Penambahan nilai bank gabungan berkat perbaikan bauran aset produktif, perbaikan penentuan harga, pemangkasan biaya operasi per unit, kesempatan memasuki pasar baru, penawaran produk baru, dan akses ke core deposits. Semuanya itu dimasukkan dalam analisis pada harga berapa pengambil alih akan membayar bank target atau pada harga minimal berapa penjual mau menerima. Pemegang saham bank target memfokuskan perhatian pada premi relatif atas harga saham sebelum pengumuman transaksi.Â
Dalam transaksi dengan kas, premi mencerminkan kenyataan kenaikan nilai dari transaksi. Jika pengambil alih ingin mempertukarkan saham perusahaan pembeli dengan saham perusahaan target, pemegang saham target untung jika nilai dari saham perusahaan baru melebihi nilai dari saham perusahaan target sendiri. Itu menunjukkan suatu kenaikan dalam nilai jika saham dapat segera dilikuidasi untuk lebih daripada nilai saham target, atau jika arus kas yang diharapkan dengan memegang saham baru melebihi daripada hanya memegang saham target.

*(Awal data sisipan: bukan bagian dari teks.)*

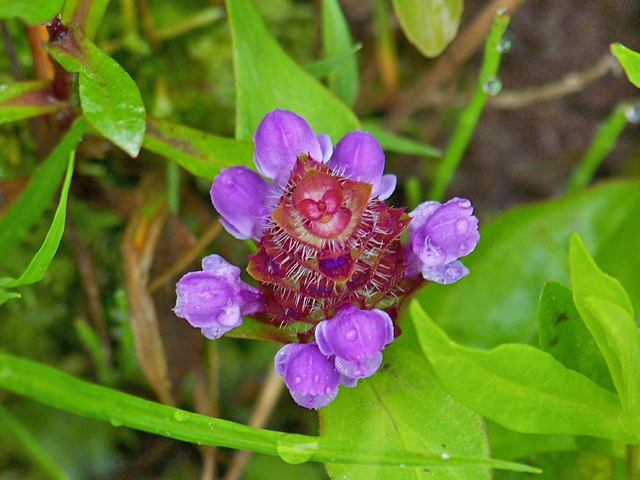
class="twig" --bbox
[223,366,284,480]
[487,53,620,110]
[147,222,222,293]
[386,0,524,131]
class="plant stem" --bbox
[430,13,510,201]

Prosedur lain adalah premi atas nilai buku. Kebanyakan bankir dan analis pasar mendiskusikan harga berdasarkan nilai buku, yakni ekuisitas pemegang saham seperti yang dilaporkan dalam neraca dan setara dengan jumlah aset dikurangi utang. Nilai buku per lembar saham setara dengan nilai buku dari  ekuisitas pemegang saham dibagi dengan jumlah saham yang beredar.Â
Premi atas nilai buku dalam transaksi adalah selisih antara harga per lembar yang ditawarkan kepada pemegang saham target dengan nilai buku per lembar saham bank target, biasanya dinyatakan dalam persen. Prosedur itu mempunyai kelemahan karena nilai buku tidak menunjukkan nilai ekonomi yang sebenarnya. Umumnya, premi atas nilai buku dipertimbangkan jika hasil yang diharapkan relatif lebih besar daripada risiko yang berkaitan atau jika akuisisi memberikan keuntungan yang tidak dapat diukur secara langsung.
Dari lima transaksi merger dan akuisisi sector perbankan tahun 2019, jelas nampak bahwa hanya transaksi yang dilakukan oleh BCA yang memakai pertimbangan premi atas nilai buku. Murah tapi bagus, mungkin begitu yang ada dipikiran pak Jahja. Sedangkan bankers dari Korea dan Jepang tetap memakai pertimbangan bahwa transaksi merger dan akuisisi ini akan memberikan keuntungan arus kas di masa mendatang baik itu berupa dividen ataupun berupa pertambahan nilai perusahaan. Itulah sebabnya kepemilikan yang diakuisisi lebih dari 90% sehingga dapat dikonsolidasikan sepenuhnya di dalam perusahaan induk.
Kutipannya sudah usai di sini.